An Antidote Against Armianism

by Christopher Ness

Objection 4. Surely Christ hath as much efficacy to save as to damn

(see Ro 5:17).

Answer 1. There is a difference between a necessary extension and a voluntary one. Adam's sin was extensive necessarily, but salvation by Christ is of free grace, wholly of God's pleasure, and is therefore called the "free gift" (Ro 5:15).

2. Christ is nowhere compared to Adam in the extent of His object, but only in the efficacy of His obedience. All, and everyone, are not in Christ radically, as they were in Adam; all are not given to Christ; but "as many (saith Christ) as Thou has given Me." As all the offspring of Adam fell by his sin, so all that are Christ's are saved by His death; as all that are in Adam die, so all that are in Christ are made alive (1Co 15:22).

3. That the apostle might not be misunderstood, and the word "all" in Ro 5:18 taken universally, the term of comprehension is varied in the following verse, and "all" is rendered "many." "By the obedience of one shall many be made righteous."

Objection 5. In Ro 14:15, it is said, "destroy not him for whom Christ died." And in 2Pe 2:1, persons are described as "denying the Lord that bought them."

Answer 1. Everlasting destruction cannot be intended by the word destroy in Ro 14:15, and the context shows this; for the apostle, throughout the chapter, is exhorting the believing Romans not to contemn or condemn one another on account of things indifferent; neither to destroy the weak believer's peace of mind by doing anything (which although it be indifferent, and not evil in itself) may yet prove a stumbling-block to him.
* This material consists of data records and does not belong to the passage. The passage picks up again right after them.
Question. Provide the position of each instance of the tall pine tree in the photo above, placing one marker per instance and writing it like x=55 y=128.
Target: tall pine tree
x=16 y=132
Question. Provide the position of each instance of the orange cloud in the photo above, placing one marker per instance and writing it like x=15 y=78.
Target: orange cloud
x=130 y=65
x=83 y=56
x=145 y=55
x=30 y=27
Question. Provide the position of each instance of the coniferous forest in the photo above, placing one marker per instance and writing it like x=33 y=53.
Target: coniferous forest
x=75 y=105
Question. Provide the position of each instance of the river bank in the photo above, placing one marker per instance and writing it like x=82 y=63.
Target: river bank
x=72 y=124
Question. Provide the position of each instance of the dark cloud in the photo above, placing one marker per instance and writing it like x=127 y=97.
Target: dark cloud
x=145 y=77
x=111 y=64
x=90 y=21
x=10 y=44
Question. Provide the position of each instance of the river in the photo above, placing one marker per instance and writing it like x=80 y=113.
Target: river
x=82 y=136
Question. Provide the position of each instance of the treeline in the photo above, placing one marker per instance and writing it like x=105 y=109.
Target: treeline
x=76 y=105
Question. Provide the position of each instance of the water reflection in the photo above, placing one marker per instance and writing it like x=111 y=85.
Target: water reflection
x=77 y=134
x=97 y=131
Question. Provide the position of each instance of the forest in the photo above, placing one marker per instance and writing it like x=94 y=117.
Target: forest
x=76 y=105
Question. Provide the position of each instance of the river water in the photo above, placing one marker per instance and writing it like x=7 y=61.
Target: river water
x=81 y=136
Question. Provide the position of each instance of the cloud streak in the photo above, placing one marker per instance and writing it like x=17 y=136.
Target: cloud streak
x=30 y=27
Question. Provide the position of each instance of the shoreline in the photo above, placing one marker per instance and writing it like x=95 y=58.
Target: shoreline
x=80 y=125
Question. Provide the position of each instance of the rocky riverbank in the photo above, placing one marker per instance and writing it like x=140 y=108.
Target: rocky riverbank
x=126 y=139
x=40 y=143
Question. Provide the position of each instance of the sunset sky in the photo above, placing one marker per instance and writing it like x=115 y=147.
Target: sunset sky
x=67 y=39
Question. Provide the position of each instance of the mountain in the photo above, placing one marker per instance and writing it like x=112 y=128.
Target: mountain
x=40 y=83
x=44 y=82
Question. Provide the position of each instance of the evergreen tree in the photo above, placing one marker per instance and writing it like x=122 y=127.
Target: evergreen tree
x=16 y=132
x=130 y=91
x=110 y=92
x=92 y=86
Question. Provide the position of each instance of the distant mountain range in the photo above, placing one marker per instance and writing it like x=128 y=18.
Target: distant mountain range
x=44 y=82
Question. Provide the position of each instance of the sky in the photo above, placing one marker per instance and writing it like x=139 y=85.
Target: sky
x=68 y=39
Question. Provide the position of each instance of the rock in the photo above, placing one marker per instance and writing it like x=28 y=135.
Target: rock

I "am persuaded," says Paul, "that there is nothing unclean of itself; but to him that esteemeth anything unclean, to him it is unclean. If thy brother be grieved with thy meat, now walkest thou not charitably. Destroy not" (by thy conduct in eating meat esteemed by thy brother unclean) the peace of mind of one of the weaklings of that flock "for which Christ died." Put not a stumbling-block, or an occasion of falling or offence in thy weak brother's way (Ro 14:13-15). "Whether therefore ye eat, or drink, or whatsoever ye do, do all to the glory of God. Give none offense" (1Co 10:31,32). To the same purport is 1 Corinthians 8 throughout.

2. The persons spoken of in 2Pe 2:1, as "denying the Lord that bought them," are described by the apostle thus, "false teachers"-- hypocritical professors, tares among the wheat (Mt 13:25,38), in whom was never the root of the matter; not bought and redeemed by Christ from eternal death, but had merely escaped, or abstained, from the pollutions of the world through a theoretical knowledge of the Lord and Saviour Jesus Christ (2Pe 2:20). To answer certain purposes, they made an outward profession of the gospel, which obliged them for a space to be outwardly moral; associated with the people of God, insinuated themselves into churches, privily introduced therein damnable heresies. Many followed their pernicious ways, by reason of whom the way of truth was evil spoken of, and they made merchandise of true believers. They continued thus for a while, and then either their sheep's clothing was stripped off them, or they threw it off themselves, and returned back again into the world. They were all this while "goats" and not "sheep;" ravening wolves, not gentle lambs. And Peter closes the chapter concerning them by saying, "It is happened to them according to the true proverb. The dog is turned to its own vomit again, and the sow that was washed to her wallowing in the mire" (2Pe 2:1-3,17-22).

3. The apostle (2Pe 2:1) does not appear to be there speaking concerning the purchase of the Redeemer's blood, the name or title, Lord (Greek, depotes), is nowhere else applied to Christ in the New Testament, but to the Father, as in Lu 2:29; Ac 4:24; 2Ti 2:22; and especially in Jude 4, where "the only Lord God" is distinguished from "our Lord Jesus Christ." And even though it could be proved to apply to Christ in the above text, it may be explained upon the principle that it is no unusual thing with the inspired writers to speak of things not as they actually are, but according to the profession of the party. Thus, for instance, (Mt 13:12): "Whosoever hath, to him shall be given, and he shall have more abundance; but whosoever hath not, from him shall be taken away even that he hath" that is, "which he seemeth to have," as explained in Lu 8:18. Thus apostates are said to be "twice dead," which would seem to import that they had been spiritually alive, though in fact that was never the case, but merely what they professed to be.

4. So that, if we even grant the premises, it only follows that such as think themselves redeemed, or are thought so by others, may blaspheme and perish; yet this makes not all the world redeemed; this can by no means establish the doctrine of Universal Redemption.